So far, we have implemented two simple crawlers that take advantage of the structure of our sample website to download all published countries. These techniques should be used when available, because they minimize the number of web pages to download. However, for other websites, we need to make our crawler act more like a typical user and follow links to reach the interesting content.
We could simply download the entire website by following every link. However, this would likely download many web pages we don't need. For example, to scrape user account details from an online forum, only account pages need to be downloaded and not discussion threads. The link crawler we use in this chapter will use regular expressions to determine which web pages it should download.
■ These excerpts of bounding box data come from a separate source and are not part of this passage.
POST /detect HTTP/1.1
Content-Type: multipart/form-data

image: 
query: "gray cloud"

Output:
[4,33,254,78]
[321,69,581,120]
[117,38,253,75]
Here is an initial version of the code:
import re
def link_crawler(start_url, link_regex):
""" Crawl from the given start URL following links matched by link_regex
"""
crawl_queue = [start_url]
while crawl_queue:
url = crawl_queue.pop()
html = download(url)
if html is not None:
continue
# filter for links matching our regular expression
for link in get_links(html):
if re.match(link_regex, link):
crawl_queue.append(link)
def get_links(html):
""" Return a list of links from html
"""
# a regular expression to extract all links from the webpage
webpage_regex = re.compile("""<a[^>]+href=["'](.*?)["']""", re.IGNORECASE)
# list of all links from the webpage
return webpage_regex.findall(html)
To run this code, simply call the link_crawler function with the URL of the website you want to crawl and a regular expression to match links you want to follow. For the example website, we want to crawl the index with the list of countries and the countries themselves.
We know from looking at the site that the index links follow this format:
The country web pages follow this format:
So a simple regular expression to match both types of web page is /(index|view)/. What happens when the crawler is run with these inputs? You receive the following download error:
>>> link_crawler('http://example.webscraping.com', '/(index|view)/')
Downloading: http://example.webscraping.com
Downloading: /index/1
Traceback (most recent call last):
...
ValueError: unknown url type: /index/1
Regular expressions are great tools for extracting information from strings, and I recommend every programmer
learn how to read and write a few of them. That said, they tend to be quite brittle and easily break. We'll cover more advanced ways to extract links and identify their pages as we advance through the book.
The problem with downloading /index/1 is that it only includes the path of the web page and leaves out the protocol and server, which is known as a relative link. Relative links work when browsing because the web browser knows which web page you are currently viewing and takes the steps necessary to resolve the link. However, urllib doesn't have this context. To help urllib locate the web page, we need to convert this link into an absolute link, which includes all the details to locate the web page. As might be expected, Python includes a module in urllib to do just this, called parse. Here is an improved version of link_crawler that uses the urljoin method to create the absolute links:
from urllib.parse import urljoin
def link_crawler(start_url, link_regex):
""" Crawl from the given start URL following links matched by link_regex
"""
crawl_queue = [start_url]
while crawl_queue:
url = crawl_queue.pop()
html = download(url)
if not html:
continue
for link in get_links(html):
if re.match(link_regex, link):
abs_link = urljoin(start_url, link)
crawl_queue.append(abs_link)
When this example is run, you can see it downloads the matching web pages; however, it keeps downloading the same locations over and over. The reason for this behavior is that these locations have links to each other. For example, Australia links to Antarctica and Antarctica links back to Australia, so the crawler will continue to queue the URLs and never reach the end of the queue. To prevent re-crawling the same links, we need to keep track of what's already been crawled. The following updated version of link_crawler stores the URLs seen before, to avoid downloading duplicates:
def link_crawler(start_url, link_regex):
crawl_queue = [start_url]
# keep track which URL's have seen before
seen = set(crawl_queue)
while crawl_queue:
url = crawl_queue.pop()
html = download(url)
if not html:
continue
for link in get_links(html):
# check if link matches expected regex
if re.match(link_regex, link):
abs_link = urljoin(start_url, link)
# check if have already seen this link
if abs_link not in seen:
seen.add(abs_link)
crawl_queue.append(abs_link)
When this script is run, it will crawl the locations and then stop as expected. We finally have a working link crawler!